Avant tout chez moi sur une chaîne Hi-Fi, exclusivement des CD ou de la musique en streaming, même si je n’exclue pas de remettre en route un jour mon système d’écoute relié à une platine vinyles (j’ai une vielle platine Dual qui dort dans une armoire). Sur mon smartphone ou ma tablette branchés sur ma chaîne Hi-Fi ou un ghetto-blaster dans ma cuisine, que je peux aussi transporter dans mon jardin. Rarement avec des écouteurs, mais j’ai investi récemment dans 3 casques (salon, ordi, smartphone) pour accompagner des situations d’écoute isolée chez moi ou en voyage. L’un de mes plus grands plaisirs est d’écouter de la musique en voiture, je trouve que presque toutes les musiques (bon c’est compliqué pour certaines dynamiques d’orchestre classique…) adhèrent magnifiquement à l’asphalte des routes et aux paysages en mouvement, il faut dire que l’insonorisation des voitures a fait des progrès extraordinaires.

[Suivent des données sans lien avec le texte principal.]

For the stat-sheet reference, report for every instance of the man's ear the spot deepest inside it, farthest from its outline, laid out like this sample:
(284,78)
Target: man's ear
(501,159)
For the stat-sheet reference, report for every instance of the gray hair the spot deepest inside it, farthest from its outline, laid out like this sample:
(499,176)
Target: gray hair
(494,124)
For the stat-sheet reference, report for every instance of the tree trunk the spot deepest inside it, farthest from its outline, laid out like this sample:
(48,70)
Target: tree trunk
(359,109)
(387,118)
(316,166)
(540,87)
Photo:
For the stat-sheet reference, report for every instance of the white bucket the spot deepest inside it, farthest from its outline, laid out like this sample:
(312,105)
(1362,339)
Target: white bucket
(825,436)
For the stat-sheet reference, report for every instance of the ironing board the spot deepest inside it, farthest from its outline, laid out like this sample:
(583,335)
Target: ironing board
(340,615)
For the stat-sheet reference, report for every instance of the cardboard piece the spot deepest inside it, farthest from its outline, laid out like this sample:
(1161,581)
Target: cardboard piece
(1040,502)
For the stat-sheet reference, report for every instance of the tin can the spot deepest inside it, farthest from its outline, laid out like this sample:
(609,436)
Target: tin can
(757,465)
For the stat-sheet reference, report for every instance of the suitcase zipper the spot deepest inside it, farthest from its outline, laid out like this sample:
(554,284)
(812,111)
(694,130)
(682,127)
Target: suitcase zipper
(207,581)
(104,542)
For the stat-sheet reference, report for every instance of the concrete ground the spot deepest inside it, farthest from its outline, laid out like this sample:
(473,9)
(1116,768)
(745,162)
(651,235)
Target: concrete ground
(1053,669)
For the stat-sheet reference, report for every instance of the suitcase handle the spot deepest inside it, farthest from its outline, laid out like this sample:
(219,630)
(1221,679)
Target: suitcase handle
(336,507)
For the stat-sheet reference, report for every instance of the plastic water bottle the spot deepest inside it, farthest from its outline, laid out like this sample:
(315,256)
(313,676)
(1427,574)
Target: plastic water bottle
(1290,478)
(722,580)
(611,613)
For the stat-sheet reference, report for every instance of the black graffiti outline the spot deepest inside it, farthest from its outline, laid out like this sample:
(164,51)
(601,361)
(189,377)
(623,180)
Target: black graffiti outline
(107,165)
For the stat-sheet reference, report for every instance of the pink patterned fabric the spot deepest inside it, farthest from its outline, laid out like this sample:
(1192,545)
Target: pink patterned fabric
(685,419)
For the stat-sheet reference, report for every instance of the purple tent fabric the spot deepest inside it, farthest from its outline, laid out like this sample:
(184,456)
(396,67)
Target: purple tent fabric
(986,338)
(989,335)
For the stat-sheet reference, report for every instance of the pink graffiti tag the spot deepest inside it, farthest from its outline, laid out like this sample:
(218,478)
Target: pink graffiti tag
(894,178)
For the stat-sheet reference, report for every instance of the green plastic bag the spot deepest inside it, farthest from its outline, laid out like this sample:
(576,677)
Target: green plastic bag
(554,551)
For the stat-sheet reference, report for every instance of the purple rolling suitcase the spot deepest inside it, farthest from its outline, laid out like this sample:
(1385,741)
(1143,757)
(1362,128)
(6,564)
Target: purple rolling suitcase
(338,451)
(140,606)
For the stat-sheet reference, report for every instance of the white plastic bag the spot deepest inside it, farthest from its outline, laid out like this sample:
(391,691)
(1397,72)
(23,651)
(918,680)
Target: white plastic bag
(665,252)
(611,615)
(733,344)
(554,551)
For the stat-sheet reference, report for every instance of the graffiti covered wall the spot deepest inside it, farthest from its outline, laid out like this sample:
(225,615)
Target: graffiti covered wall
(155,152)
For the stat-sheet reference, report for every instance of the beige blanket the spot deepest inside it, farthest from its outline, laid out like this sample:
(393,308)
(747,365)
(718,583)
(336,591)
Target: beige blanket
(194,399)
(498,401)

Quelque plateforme de streaming utilises-tu ?
Un abonnement payant à Spotify famille.
Continues-tu à acheter des disques ?
Oui, des CD, je guette certaines éditions originales ou intégrales. Je regrette d’avoir laissé passer le coffret The Pretty Things, et espère qu’un éditeur digne de ce nom va bientôt publier une intégrale du groupe Morphine. Sinon, je craque toujours pour quelques CD, après les avoir écouté et apprécié en écoute streaming, mais je suis devenu bien plus raisonnable.
Quelques émissions de radio, ou web radios musicales écoutes-tu ?
Un peu au hasard des ondes.
Comment te tiens-tu au courant de l'actualité musicale ?
Magazines (quotidiens d’actualité, presse spécialisée), et les ressources de la médiathèque.
Quel lien fais-tu entre la pratique musicale et l'écoute de la musique ?
Il y a souvent des correspondances, l’envie de retrouver sur l’instrument des bribes de phrases musicales qui me touchent à l’écoute d’un CD, ceci quel que soit le genre musical écouté. Mon attention porte également sur le son, la façon de le filtrer, l’agencer, l’associer, le mélanger. Le saxophone n’est pas un instrument qui démarre au ¼ de tour ou que l’on prend en main 5’ et repose, alors parfois je me mets au piano pour exercer mon oreille, retrouver une ligne mélodique, une harmonie, un mode musical.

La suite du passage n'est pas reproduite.